Lila didn’t know he was here. She was sound asleep, apparently
in some fearful dream. In the darkness he heard a grating sound
of her teeth and felt her body suddenly turn as she struggled
against some menace only she could see.
The light from the open hatch above was so dim it concealed
whatever lines of cosmetics and age were there and now she looked
softly cherubic, like a small girl with blond hair, wide
cheekbones, a small turned-up nose, and a common child’s face
that seemed so familiar it attracted a certain natural affection.
He got the feeling that when morning came she should pop open her
sky-blue eyes and they should sparkle with excitement at the
prospect of a new day of sunlight and parents smiling and maybe
bacon cooking on the stove and happiness everywhere.
But that wasn’t how it would be. When Lila’s eyes opened in a
hung-over daze she’d look into the features of a gray-haired man
she wouldn’t even remember—someone she met in a bar the previous
night. Her nausea and headache might produce some remorse and
self-contempt but not much, he thought—she’d been through this
many times—and she’d slowly try to figure out how to return to
whatever life she’d been leading before she met this one.

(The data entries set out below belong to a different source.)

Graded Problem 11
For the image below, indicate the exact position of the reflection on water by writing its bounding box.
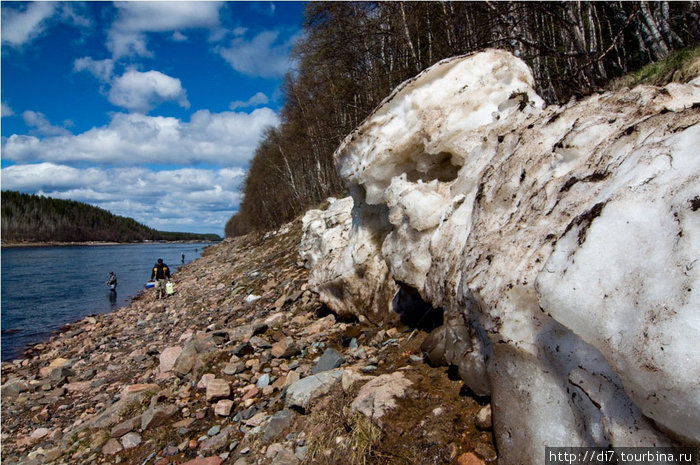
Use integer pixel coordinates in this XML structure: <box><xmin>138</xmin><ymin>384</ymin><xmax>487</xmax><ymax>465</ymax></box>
<box><xmin>0</xmin><ymin>244</ymin><xmax>215</xmax><ymax>361</ymax></box>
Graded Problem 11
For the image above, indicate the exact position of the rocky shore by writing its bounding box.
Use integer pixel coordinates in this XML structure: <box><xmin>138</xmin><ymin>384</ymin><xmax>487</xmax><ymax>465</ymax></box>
<box><xmin>2</xmin><ymin>221</ymin><xmax>497</xmax><ymax>465</ymax></box>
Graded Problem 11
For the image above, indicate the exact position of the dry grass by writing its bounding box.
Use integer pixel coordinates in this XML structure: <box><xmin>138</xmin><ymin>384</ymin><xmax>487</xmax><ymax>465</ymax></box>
<box><xmin>304</xmin><ymin>407</ymin><xmax>385</xmax><ymax>465</ymax></box>
<box><xmin>608</xmin><ymin>46</ymin><xmax>700</xmax><ymax>90</ymax></box>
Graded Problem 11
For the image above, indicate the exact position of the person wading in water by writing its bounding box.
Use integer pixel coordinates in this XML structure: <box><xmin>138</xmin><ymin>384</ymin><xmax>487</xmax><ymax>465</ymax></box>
<box><xmin>151</xmin><ymin>258</ymin><xmax>170</xmax><ymax>299</ymax></box>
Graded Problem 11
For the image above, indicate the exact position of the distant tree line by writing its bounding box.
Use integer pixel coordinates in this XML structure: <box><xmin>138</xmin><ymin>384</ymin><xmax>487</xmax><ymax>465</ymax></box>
<box><xmin>226</xmin><ymin>1</ymin><xmax>700</xmax><ymax>236</ymax></box>
<box><xmin>2</xmin><ymin>191</ymin><xmax>221</xmax><ymax>243</ymax></box>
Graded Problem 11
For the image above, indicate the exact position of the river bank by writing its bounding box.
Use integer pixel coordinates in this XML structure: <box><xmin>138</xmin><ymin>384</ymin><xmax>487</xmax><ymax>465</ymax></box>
<box><xmin>2</xmin><ymin>218</ymin><xmax>497</xmax><ymax>465</ymax></box>
<box><xmin>1</xmin><ymin>240</ymin><xmax>217</xmax><ymax>249</ymax></box>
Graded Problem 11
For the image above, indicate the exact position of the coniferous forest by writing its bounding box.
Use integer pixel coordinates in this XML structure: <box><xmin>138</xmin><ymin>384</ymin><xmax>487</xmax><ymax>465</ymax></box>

Her voice murmured something like “Look out!” Then she said
something unintelligible and turned away, then pulled the blanket
up around her head, perhaps against the cold breeze that came
down through the open hatch. The berth of the sailboat was so
narrow that this turn of her body brought her up against him
again and he felt the whole length of her and then her warmth. An
earlier lust came back and his arm went over her so that his hand
held her breast—full there but too soft, like something overripe
that would soon go bad.
He wanted to wake her and take her again but as he thought about
this a sad feeling rose up and forbade it. The more he hesitated
the more the sadness grew. He would like to know her better. He’d
had a feeling all night that he had seen her before somewhere, a
long time ago.
That thought seemed to bring it all down. Now the sadness came
on in full and blended with the darkness of the cabin and with
the dim indigo light through the hatch above. Up there were
stars, framed by the hatch opening so that they seemed to move
when the boat rocked. Part of Orion momentarily disappeared, then
appeared again. Soon all the winter constellations would be back.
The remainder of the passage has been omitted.